Take a few minutes to read the Bible verses listed and ask the Holy Spirit to lead you in how this verse applies to you this week.
Love is kind and patient, never jealous, boastful, proud, or rude. Love isn’t selfish or quick tempered. It doesn’t keep a record of wrongs that others do.
I don’t know about you, but I have kept many secrets in my life. Most of them were small and not important, but a few of these secrets were pretty big. They felt big because knowing them and keeping them secret ate at my conscience.
Your conscience is the voice in your head that tells you what is the right thing to do. It also nags at you when you do something wrong, or maybe even when you avoid doing something right. “This proves that the conscience is like a law written in the human heart. And it will show whether we are forgiven or condemned” (Romans 2:15).
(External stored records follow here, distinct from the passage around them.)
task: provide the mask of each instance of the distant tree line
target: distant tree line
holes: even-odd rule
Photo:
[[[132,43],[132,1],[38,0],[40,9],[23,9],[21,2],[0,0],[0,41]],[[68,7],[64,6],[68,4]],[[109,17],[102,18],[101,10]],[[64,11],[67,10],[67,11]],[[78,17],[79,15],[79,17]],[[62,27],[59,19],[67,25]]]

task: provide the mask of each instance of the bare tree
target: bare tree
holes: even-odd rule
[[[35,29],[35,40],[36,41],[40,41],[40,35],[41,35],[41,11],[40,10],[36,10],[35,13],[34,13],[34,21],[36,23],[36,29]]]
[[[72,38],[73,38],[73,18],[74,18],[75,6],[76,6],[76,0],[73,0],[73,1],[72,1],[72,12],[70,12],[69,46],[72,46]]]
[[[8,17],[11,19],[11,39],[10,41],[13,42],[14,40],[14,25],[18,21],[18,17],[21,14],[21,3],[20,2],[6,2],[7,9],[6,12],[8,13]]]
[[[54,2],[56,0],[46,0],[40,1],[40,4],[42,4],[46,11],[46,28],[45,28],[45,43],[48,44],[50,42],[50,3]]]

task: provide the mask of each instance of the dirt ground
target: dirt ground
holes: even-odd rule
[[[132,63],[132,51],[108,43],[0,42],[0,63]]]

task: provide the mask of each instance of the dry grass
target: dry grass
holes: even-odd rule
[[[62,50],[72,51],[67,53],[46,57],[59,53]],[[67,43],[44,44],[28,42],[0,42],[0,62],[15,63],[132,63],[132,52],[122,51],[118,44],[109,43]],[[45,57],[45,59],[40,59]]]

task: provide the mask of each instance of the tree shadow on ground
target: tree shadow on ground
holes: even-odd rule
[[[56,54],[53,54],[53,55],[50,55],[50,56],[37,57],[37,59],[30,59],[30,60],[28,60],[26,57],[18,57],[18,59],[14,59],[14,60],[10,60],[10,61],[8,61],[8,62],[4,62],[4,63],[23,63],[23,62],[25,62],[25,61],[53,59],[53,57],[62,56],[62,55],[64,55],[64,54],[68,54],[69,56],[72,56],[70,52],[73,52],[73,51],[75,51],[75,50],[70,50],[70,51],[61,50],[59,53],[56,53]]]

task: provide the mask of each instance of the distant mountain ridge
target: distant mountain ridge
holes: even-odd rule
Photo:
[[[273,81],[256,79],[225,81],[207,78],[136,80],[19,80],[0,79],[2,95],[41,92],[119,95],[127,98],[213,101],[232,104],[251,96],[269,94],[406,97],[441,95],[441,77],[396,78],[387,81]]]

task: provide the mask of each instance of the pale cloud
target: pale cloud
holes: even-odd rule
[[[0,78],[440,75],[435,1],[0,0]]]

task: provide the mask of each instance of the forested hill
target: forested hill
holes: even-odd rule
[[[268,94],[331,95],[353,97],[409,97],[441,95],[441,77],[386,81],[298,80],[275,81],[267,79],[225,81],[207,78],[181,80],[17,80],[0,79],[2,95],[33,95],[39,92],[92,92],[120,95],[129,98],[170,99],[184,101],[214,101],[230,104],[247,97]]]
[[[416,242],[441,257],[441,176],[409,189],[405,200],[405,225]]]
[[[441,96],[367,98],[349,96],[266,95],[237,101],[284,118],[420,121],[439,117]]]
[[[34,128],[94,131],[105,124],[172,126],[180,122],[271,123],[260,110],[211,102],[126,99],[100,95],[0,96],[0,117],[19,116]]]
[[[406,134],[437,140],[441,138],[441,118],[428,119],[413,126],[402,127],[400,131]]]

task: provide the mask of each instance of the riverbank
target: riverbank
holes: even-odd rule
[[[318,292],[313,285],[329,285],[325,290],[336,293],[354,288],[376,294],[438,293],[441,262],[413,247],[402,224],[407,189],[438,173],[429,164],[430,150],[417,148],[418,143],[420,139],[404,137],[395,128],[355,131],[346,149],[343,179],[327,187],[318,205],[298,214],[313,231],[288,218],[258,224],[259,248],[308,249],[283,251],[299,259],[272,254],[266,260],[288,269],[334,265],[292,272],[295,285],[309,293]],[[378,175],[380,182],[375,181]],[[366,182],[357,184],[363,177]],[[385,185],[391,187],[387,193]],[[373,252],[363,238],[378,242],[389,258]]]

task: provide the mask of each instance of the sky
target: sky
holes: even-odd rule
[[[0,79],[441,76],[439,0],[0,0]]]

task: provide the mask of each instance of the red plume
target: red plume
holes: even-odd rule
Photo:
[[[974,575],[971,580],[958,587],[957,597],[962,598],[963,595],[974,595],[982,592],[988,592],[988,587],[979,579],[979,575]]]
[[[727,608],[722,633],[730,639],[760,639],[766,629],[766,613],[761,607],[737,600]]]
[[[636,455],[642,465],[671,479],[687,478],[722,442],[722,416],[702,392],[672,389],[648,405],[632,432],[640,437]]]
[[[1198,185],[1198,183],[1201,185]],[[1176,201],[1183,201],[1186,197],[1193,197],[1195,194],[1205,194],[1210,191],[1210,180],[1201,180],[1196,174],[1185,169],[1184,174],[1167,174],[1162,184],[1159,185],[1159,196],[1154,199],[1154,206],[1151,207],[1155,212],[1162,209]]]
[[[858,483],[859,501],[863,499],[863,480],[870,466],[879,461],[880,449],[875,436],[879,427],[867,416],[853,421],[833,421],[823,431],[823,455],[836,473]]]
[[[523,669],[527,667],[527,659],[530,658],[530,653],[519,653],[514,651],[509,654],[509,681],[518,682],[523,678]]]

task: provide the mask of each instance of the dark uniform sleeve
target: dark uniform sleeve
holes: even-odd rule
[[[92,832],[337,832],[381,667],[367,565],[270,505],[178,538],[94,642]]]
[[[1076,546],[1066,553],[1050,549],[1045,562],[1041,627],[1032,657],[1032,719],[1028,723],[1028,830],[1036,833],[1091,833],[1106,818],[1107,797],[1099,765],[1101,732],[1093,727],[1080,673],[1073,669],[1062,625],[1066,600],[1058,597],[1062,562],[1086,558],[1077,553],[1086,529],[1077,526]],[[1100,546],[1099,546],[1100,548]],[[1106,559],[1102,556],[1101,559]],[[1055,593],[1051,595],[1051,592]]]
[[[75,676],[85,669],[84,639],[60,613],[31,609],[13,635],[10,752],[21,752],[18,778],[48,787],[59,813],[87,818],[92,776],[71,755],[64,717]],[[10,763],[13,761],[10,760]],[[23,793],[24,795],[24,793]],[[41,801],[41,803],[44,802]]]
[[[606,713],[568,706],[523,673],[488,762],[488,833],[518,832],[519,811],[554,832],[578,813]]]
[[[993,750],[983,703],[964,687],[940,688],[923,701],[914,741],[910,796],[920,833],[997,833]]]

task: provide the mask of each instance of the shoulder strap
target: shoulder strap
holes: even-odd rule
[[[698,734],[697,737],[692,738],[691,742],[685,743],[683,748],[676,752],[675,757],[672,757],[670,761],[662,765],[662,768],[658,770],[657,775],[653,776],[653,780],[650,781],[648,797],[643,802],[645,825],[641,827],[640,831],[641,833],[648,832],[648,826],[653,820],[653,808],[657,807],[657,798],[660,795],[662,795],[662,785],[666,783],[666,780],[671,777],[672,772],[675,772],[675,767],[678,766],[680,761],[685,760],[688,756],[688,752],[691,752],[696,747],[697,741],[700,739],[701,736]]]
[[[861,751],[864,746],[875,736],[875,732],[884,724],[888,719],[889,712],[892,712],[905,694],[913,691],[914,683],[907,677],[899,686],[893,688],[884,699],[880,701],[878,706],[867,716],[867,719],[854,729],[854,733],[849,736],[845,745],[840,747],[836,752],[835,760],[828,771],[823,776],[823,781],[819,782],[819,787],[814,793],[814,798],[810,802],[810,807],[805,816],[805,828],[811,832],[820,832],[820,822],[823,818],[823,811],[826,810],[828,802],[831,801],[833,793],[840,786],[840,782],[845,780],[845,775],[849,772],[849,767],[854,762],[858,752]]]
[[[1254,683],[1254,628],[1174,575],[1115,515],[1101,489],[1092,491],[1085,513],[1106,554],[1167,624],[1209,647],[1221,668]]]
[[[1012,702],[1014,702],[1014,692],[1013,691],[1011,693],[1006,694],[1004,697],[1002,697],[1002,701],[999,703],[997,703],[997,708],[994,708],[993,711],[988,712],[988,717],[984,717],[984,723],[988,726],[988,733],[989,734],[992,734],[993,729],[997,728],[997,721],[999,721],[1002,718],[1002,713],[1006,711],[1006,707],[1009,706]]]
God gave each of us a conscience to help us remember to do what is right.
Confessing is admitting to someone that we did a wrong thing or didn’t do a right thing. It’s your conscience that prompts you to confess when you’ve kept something you did wrong a secret. One secret I kept for a long time was how bad I felt that I’d ignored a neighborhood friend when she first started coming to my school. I thought she wouldn’t fit in with my other friends. Afraid to do the right thing, I didn’t include her in my “group.” For years, my conscience made me feel bad about how I had treated her. I wasn’t able to get rid of that bad feeling until I confessed to her how badly I felt for what I’d done. By confessing to my friend, I gave her the chance to forgive me. And I forgave myself.